There is no denying that the need to safeguard all individuals’ life, rights and interests is at an all-time high, particularly as the ability to cause harm through technical means has only grown as technology advances. That said, Law Enforcement Agencies (“LEAs”) also benefit from technological advancement, and alongside dedicated engineers, developers and other experts within the field, can use technology advancements to enhance the protection of human rights as long as the right balance is struck between safeguarding societal interests and the rights of the individual. This is no easy task to achieve.
One such example which seeks to confront this challenge is the recent developments in Unmanned Aerial Vehicle (“UAV”) technologies. These lightweight devices come with myriad opportunities, both for personal and enforcement purposes. The BorderUAS project (the “Project”) has zoned-in on the advantages which UAV technology can bring about for LEAs and other public authorities, in a bid to provide a holistic UAV surveillance approach integrating aerial and ground components using next generation sensors and technologies and developing a consistent platform used for daily border operations.
To achieve this goal, the Project brings together 17 organisations from 11 European countries, forming a multidisciplinary team to develop novel technologies with the aim of enhancing border and external security. Technological development must be considered in tandem with the broader legal implications, particularly those of privacy and data protection, and much focus is being given to these aspects throughout the lifespan of the Project.

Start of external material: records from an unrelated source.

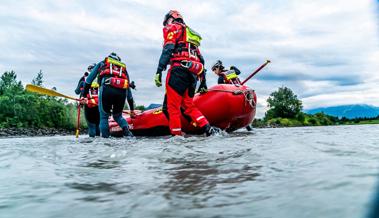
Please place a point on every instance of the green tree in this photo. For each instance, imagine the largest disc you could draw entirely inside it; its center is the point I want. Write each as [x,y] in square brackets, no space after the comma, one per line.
[38,80]
[9,84]
[283,103]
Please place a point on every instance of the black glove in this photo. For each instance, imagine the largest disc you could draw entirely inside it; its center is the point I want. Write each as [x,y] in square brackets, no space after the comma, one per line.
[132,85]
[158,79]
[203,86]
[86,89]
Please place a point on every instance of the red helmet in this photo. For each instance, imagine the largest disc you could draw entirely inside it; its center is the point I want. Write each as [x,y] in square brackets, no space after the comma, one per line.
[173,14]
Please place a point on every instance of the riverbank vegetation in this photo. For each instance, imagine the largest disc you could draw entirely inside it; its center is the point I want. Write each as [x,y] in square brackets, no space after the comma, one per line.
[285,110]
[21,109]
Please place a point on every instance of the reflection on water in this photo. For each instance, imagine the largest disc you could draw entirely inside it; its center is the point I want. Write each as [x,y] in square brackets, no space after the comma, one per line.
[294,172]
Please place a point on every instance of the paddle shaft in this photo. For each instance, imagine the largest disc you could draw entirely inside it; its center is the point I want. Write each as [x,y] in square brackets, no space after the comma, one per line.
[78,123]
[49,92]
[256,71]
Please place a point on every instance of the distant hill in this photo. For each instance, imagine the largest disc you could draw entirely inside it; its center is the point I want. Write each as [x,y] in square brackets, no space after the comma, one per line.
[348,111]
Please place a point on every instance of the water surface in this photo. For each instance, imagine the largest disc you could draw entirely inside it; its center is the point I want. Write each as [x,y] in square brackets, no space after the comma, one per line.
[288,172]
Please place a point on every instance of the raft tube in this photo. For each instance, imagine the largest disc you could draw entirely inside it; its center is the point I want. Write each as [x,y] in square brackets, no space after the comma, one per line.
[227,106]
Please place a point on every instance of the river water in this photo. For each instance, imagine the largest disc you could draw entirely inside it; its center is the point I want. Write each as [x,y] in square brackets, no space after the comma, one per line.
[288,172]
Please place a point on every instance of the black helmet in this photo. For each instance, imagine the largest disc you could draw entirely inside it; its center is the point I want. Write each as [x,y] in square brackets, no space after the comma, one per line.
[90,67]
[218,64]
[114,56]
[173,14]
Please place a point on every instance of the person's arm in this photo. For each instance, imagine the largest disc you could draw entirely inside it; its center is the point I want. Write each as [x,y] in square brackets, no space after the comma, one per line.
[220,79]
[203,83]
[79,87]
[129,96]
[130,99]
[91,77]
[165,57]
[170,35]
[238,72]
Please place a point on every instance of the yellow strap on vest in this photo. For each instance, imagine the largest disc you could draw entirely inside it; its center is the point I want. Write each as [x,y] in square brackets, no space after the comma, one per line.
[94,85]
[192,36]
[115,62]
[231,75]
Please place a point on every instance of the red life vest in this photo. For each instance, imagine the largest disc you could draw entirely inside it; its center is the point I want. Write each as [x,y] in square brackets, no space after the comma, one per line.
[186,52]
[93,98]
[116,73]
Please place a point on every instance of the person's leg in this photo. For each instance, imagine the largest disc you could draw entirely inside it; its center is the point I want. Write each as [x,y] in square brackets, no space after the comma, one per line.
[190,110]
[104,110]
[92,118]
[119,96]
[91,129]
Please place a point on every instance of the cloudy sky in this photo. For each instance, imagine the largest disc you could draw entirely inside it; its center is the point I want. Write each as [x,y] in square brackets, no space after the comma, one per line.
[325,51]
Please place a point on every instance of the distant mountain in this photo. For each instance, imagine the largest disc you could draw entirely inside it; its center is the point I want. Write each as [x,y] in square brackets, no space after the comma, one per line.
[348,111]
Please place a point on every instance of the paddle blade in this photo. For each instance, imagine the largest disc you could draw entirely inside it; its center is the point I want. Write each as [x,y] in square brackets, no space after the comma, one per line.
[44,91]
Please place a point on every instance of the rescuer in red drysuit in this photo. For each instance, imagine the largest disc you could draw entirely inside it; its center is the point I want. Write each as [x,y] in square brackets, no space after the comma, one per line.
[180,50]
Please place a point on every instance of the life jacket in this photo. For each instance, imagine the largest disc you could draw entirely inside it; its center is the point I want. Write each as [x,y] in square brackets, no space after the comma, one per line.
[92,96]
[231,77]
[115,73]
[186,52]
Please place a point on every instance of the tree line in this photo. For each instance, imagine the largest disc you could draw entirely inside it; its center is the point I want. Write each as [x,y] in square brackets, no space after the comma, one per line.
[285,109]
[22,109]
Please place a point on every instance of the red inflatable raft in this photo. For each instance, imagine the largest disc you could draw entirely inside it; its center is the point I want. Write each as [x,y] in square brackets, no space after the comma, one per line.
[226,106]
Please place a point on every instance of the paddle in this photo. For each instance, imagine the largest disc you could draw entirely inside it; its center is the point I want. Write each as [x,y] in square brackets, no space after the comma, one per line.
[256,71]
[78,122]
[49,92]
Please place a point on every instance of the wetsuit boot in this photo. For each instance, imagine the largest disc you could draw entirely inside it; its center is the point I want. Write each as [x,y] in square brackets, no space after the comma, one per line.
[211,130]
[126,132]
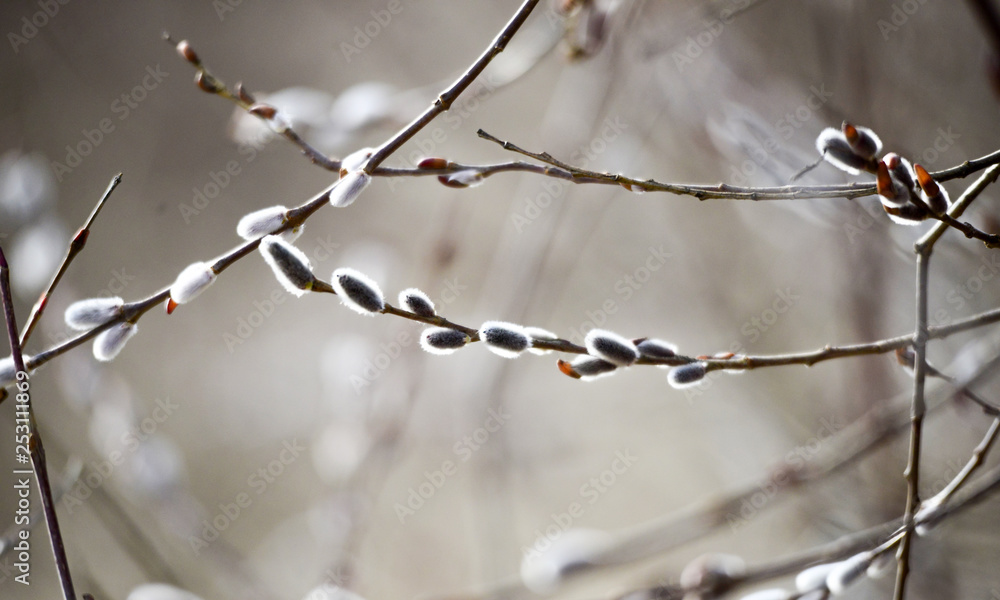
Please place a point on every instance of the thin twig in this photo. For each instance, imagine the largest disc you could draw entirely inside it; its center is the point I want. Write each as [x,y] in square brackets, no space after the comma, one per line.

The right to the protection of one’s privacy is a fundamental right. This right is founded upon the basis that every person should have the capacity to determine the use (or its restriction) of one’s personal information. Surveillance through UAV technologies may significantly impact one’s right to protect their personal data which in turn, may constitute a violation of their fundamental rights and freedoms. It is therefore essential that any form of technology – particularly those conducting surveillance operations which are covert in nature – adhere to the data protection laws, including Regulation 2016/679 (the “GDPR”). The GDPR should not however be seen as preventing the use of such technologies, but rather, fostering innovation and pushing creative boundaries to develop novel technology and conduct operations in a manner which both protects public safety and respects individuals’ fundamental rights.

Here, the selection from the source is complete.